= Rasmus Sigvardt =

Rasmus Sigvardt (born 26 February 1886) was a mechanic from Orehoved on the Danish island of Falster. In 1904, he opened a cycle repair shop which later developed into an engine factory, specializing in boat motors and mechanized fruit-tree sprayers.

==Career==

The little workshop Sigvardt opened in 1904 was only 120 sqft but in 1906 he expanded it to 450 sqft. Around that time, when motorcycles came to Denmark, he was one of the first to obtain the tools he needed for their maintenance and repair. In 1909, he built even larger facilities, where he and his staff of three could repair automobiles, motorcycles and boat motors.

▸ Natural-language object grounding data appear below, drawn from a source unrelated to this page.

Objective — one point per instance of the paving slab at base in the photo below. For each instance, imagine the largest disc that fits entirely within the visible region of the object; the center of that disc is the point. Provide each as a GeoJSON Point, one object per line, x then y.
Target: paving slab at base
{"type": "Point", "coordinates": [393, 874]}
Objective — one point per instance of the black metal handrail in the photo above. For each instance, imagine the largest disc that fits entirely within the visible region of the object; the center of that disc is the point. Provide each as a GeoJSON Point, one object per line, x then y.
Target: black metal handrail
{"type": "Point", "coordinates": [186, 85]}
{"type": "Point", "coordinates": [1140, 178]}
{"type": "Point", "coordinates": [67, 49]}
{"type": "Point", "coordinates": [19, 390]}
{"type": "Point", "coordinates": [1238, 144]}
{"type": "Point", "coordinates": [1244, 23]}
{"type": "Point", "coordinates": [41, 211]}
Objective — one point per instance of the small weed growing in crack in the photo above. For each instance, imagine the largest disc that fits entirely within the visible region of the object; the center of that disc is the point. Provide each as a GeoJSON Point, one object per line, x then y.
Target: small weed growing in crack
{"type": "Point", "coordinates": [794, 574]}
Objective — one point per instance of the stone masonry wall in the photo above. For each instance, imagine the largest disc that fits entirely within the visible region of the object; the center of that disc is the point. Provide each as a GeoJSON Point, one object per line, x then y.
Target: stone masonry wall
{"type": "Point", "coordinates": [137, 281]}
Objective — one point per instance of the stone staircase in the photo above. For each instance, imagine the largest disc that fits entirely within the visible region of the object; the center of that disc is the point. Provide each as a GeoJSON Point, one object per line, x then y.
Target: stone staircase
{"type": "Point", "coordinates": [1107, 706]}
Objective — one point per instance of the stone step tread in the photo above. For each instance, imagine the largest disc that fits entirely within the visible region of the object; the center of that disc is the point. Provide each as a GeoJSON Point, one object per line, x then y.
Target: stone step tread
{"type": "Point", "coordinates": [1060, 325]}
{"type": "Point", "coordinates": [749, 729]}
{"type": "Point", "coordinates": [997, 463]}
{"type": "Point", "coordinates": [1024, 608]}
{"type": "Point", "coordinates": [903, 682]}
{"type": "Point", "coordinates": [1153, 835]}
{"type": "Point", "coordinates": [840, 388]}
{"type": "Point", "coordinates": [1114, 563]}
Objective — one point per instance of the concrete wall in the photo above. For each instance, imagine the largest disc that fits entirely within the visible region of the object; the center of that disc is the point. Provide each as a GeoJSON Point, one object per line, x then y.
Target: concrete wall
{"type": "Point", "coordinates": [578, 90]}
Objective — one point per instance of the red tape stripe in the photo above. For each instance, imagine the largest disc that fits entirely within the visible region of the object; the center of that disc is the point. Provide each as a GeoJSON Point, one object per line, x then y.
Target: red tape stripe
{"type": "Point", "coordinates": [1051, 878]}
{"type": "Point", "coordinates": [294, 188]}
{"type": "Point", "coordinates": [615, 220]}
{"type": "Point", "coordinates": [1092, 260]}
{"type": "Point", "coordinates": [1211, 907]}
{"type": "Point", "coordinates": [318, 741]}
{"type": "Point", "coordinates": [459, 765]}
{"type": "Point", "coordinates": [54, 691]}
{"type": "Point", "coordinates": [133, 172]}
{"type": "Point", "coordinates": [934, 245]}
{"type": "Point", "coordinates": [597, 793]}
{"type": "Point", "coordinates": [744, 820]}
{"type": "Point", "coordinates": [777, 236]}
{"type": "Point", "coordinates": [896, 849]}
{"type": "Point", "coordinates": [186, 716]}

In 1915, the factory began to manufacture two-stroke glow fuel or gasoline engines to serve as boat motors. They were marketed as R. S. M. Motorer from R. Sigvardts Motorfabrik. By the 1920s, Sigvardt was manufacturing even more sophisticated engines, always keeping up to date with developments. In 1926, he began manufacturing spraying equipment for fields and gardens, marketing Denmark's first mechanized sprayer by the end of the same year. By that time he was employing 14 workmen. He also made a success of stationary engines for winching. While continuing his engine business, he later also moved into radios which he assembled himself until he met competition from larger manufacturers.

In 1936, Sigvardt organized the Brohallen bridge exhibition in Orehoved in connection with the building of the Storstrøm Bridge. In 1951, he had 12 houses built in the town for his factory employees. In 1970, the Sigvardt factory was taken over by Hardi International. It has now moved to Nørre Alslev where it is the town's largest employer.